# An error occurred while trying to uninstall prg. It may have already been uninstalled



## chweetkavi (Jun 11, 2010)

when we try to uninstall our software from Add or Remove programs, an error occurrs in vista/win7 with a message "An error occurred while trying to uninstall program. It may have already been uninstalled". The software is good as this error occurs only in some systems.
I read that this is a known issue in Windows vista and higher version of OS and it occurs due to timing issue.

Has anyone encountered the same error. If so could you let me know any resolution or work around to solve/avoid this issue.

Please help asap as this is very urgent.

Thanks in advance.


----------



## jcgriff2 (Sep 30, 2007)

Hi - 

See if Revo Uninstaller can take out the app in question - 

http://www.revouninstaller.com/revo_uninstaller_free_download.html

Regards. . .

jcgriff2

.


----------



## chweetkavi (Jun 11, 2010)

Hi,

The program gets uninstalled properly. It just displays that message before rebooting. ie when we select yes for reboot.

Our customers have asked to fix the issue such that, the pop up error message does not appear.

thanks


----------



## jcgriff2 (Sep 30, 2007)

If the app uninstalls OK and the message is only seen once... it sounds like a minor programming bug -- you would need to contact the developers about this.

What app are we talking about here?

jcgriff2

.


----------



## chweetkavi (Jun 11, 2010)

Hi,

Thanks for the response.

We are the application developer. It is a product that we have developed using install script for WLAN and bluetooth install. There is no problem with the application as this error is not consistent in all the systems. We could rarely reproduce in specific client systems and they have requested a fix for it. I read it in this link that it occurs due to some timing issue.

http://support.microsoft.com/kb/2002473/

But the customers are specific and have asked us to fix this.

Since the message is coming up from the OS, we are unable to fix it.

Thanks
Kavitha


----------



## jcgriff2 (Sep 30, 2007)

Hi Kavitha - 

I don't know what to tell you here as Microsoft kb2002473 states - 


> No additional action is necessary. You can safely ignore this error message.


Furthermore, Microsoft goes on to say - 


> Microsoft has confirmed that this is a problem in the Microsoft products that are listed in the Applies To section.


The "Applies To" section in kb2002473 mentions Vista only, which would include Vista SP2 based on the kb's last review date = 26 November 2009. Knowing that Windows 7 RTM was out at that time, one may consider Windows 7 to be included given that Vista's build is NT 6.0 and Windows 7 = NT 6.1.

On the other side of that theory, one must wonder why Windows 7 was not included if it is a known problem carried forward from Vista.
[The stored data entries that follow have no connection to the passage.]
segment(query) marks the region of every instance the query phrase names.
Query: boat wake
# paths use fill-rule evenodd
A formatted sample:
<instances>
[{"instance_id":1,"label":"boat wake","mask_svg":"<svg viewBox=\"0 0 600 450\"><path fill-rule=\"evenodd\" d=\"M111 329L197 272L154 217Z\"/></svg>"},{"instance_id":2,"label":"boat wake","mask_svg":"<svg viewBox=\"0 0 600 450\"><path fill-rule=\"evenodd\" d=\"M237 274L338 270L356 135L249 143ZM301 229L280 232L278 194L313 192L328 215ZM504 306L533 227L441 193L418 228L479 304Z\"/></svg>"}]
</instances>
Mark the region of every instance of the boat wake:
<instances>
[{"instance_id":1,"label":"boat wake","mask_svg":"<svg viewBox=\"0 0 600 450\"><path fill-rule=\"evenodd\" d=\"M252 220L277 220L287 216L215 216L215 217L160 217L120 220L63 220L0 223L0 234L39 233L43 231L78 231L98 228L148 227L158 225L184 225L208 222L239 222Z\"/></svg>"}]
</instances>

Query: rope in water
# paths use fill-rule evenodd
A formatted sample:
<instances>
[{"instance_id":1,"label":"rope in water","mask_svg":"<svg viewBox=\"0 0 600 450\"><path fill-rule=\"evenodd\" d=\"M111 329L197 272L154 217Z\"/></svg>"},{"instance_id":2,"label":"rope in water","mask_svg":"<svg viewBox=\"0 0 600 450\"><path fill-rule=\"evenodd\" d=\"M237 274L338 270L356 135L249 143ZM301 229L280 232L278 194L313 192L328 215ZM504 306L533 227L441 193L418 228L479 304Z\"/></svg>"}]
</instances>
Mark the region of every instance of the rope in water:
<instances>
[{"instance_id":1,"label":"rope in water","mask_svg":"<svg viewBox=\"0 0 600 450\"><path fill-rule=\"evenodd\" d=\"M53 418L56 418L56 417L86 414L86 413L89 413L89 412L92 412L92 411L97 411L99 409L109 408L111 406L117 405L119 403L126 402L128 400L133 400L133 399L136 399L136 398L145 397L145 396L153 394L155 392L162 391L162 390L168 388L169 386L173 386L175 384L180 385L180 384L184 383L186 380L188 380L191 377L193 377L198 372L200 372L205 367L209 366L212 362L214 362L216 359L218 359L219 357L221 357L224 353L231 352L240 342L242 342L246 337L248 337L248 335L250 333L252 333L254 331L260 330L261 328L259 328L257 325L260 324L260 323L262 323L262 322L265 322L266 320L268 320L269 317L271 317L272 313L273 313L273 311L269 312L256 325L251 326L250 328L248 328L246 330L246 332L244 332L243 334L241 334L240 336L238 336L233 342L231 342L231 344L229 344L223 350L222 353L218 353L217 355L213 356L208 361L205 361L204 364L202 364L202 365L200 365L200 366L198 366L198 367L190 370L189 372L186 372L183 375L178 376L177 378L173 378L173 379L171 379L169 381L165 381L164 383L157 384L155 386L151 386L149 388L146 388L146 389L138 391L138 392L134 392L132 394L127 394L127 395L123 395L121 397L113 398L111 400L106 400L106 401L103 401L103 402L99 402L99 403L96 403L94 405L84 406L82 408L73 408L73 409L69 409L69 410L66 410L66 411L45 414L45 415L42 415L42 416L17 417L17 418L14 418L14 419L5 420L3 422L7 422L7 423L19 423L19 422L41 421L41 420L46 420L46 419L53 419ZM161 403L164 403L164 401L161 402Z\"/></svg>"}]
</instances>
I cannot locate a similar kb referring to Windows 7 alone. I myself would assume Windows 7 RTM has the same issue and _may_ be corrected in Windows 7 SP1, which is not yet released.

Given that Microsoft recognizes the problem as a Windows OS issue, I don't see what can be done outside of accepting the "solution" in kb2002473 - 


> No additional action is necessary. You can safely ignore this error message.


Simply put, this issue is outside your scope and not fixable by you - only by Microsoft. I would provide copies of the kb to your customers. I do understand your clients reservations/ concerns here.

Regards. . .

jcgriff2

.


----------



## chweetkavi (Jun 11, 2010)

Hi,

Thanks for the timely response. Could you please send me the KB so that I can forward it to my customers.

Thanks
Kavitha


----------



## jcgriff2 (Sep 30, 2007)

Hi Kavitha . . .

The kb is the one you provided me originally - kb2002473 -

http://support.microsoft.com/kb/2002473/

That is the official published copy by Microsoft available to the public.

Right side, center of page - 2 options allowed - 

*Page Tools*
· Print this page 
· E-mail this page 

You can legally provide your clients with a full copy or email them the link.

If I should come upon any additional information in the future, I will gladly pass it along to you. I know this is not the most desirable out come for you.

Regards. . .

jcgriff2

.


----------